Pencantuman sumber, tanggal dan tahun yang cukup rinci kadang cukup menghambat
pembaca, tapi ini menunjukkan bahwa buku ini tidak dibuat atas karangan
pribadi. Beberapa analisa dan perbandingan memberikan penggambaran yang baik
pada konteks peristiwa, dan juga mengajak pembaca untuk berefleksi.
Buku ini tidak memberikan banyak
penjelasan tentang kepribadian Sang Pangeran, tetapi itu cukup adil. Mungkin
ada hal-hal yang tidak pantas untuk dipublikasikan tentang seorang tokoh,
mungkin sang pangeran pernah salah atau membuat keputusan yang salah, tetapi
fakta itu tetap dianggap sebagai perspektif masa lalu, yang tidak dapat
dipertimbangkan dari perspektif Islam dan Negara Bangsa saat ini.
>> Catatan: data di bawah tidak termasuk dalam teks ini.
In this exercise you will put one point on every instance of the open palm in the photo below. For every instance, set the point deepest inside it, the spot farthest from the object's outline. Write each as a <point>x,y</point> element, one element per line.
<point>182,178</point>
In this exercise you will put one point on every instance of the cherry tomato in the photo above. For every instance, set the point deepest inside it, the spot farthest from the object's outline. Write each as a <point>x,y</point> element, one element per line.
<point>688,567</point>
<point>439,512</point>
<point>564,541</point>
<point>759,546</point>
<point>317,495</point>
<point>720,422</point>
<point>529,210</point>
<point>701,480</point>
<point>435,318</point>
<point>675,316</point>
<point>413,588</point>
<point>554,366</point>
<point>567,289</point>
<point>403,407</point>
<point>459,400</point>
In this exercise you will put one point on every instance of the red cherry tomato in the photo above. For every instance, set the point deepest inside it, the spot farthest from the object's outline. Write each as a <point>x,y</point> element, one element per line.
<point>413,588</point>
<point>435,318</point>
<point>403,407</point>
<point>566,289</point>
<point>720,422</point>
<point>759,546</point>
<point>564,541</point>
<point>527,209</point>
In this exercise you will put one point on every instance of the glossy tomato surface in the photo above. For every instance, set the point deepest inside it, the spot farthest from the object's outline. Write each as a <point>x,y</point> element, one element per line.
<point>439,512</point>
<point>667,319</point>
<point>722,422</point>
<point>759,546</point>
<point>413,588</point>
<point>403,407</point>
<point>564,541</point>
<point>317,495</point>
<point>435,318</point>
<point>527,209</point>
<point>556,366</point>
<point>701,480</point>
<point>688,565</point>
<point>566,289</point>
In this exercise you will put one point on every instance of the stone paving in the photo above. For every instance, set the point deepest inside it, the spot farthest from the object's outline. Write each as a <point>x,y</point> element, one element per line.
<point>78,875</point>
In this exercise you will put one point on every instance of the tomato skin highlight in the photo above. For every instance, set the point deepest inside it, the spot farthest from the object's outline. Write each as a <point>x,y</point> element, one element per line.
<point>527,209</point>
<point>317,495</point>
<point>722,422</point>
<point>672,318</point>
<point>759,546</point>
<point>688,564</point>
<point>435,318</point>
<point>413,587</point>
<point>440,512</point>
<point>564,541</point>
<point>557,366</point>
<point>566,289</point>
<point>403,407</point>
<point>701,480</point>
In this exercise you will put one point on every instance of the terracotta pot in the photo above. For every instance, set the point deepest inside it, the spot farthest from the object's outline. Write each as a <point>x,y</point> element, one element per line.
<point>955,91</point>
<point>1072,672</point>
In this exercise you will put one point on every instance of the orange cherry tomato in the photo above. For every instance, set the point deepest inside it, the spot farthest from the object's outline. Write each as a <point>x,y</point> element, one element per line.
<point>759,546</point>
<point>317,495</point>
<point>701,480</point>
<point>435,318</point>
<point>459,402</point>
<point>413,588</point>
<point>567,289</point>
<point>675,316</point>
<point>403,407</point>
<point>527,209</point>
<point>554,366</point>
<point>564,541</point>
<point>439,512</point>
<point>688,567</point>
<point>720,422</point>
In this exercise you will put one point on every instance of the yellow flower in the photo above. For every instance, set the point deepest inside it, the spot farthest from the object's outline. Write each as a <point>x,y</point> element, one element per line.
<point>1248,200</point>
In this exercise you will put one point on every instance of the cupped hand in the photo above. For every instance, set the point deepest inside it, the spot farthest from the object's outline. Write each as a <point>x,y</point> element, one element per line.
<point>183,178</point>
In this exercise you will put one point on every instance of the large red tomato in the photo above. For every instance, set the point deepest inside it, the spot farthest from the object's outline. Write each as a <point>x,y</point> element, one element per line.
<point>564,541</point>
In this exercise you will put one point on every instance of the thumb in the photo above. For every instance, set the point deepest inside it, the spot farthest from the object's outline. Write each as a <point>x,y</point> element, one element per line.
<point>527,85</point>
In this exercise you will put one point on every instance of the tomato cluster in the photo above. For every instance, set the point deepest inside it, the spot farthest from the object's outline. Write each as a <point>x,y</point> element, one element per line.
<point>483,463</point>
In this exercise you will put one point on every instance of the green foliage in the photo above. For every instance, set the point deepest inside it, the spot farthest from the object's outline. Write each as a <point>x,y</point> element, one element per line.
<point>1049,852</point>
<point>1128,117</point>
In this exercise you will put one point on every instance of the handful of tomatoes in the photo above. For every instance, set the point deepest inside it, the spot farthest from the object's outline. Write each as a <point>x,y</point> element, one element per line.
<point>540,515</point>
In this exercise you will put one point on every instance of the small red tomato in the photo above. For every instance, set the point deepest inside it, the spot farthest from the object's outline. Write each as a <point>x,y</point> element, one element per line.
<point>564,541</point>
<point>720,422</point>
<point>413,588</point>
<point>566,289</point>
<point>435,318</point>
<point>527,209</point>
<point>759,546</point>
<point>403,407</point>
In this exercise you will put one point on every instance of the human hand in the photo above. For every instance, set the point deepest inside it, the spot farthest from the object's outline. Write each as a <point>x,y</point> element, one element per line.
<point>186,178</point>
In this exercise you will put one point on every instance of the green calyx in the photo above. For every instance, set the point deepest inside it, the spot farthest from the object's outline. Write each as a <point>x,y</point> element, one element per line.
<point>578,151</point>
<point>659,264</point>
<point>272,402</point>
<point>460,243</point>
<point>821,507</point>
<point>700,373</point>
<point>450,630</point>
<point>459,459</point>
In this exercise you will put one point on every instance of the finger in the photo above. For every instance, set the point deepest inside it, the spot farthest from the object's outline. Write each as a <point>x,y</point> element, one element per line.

Perang Jawa adalah pukulan
pertama yang kuat atas penjajahan Belanda. Perang itu menghabiskan biaya
sekitar 20 juta Golden. Biaya ini membuat pemerintah kolonial mengalami krisis
keuangan. Peristiwa itu menjadi catatan pemberontakan pada pemerintah Hindia
Belanda setelahnya. Sebagaimana diceritakan dalam novel Bumi Manusia karya Pramoedya
Ananta Toer. Tokoh Minke banyak mendapat intrik di kelasnya tentang
Pemberontakan Diponegoro. Dalam paragraf akhir Peter Carey menuliskan;
Setelah 1830 lahirlah dunia baru. Inilah titik-titik yang sangat menentukan dalam perjalanan kolonial. Namun perubahan itu juga memakan yang tak terbayangkan besarnya.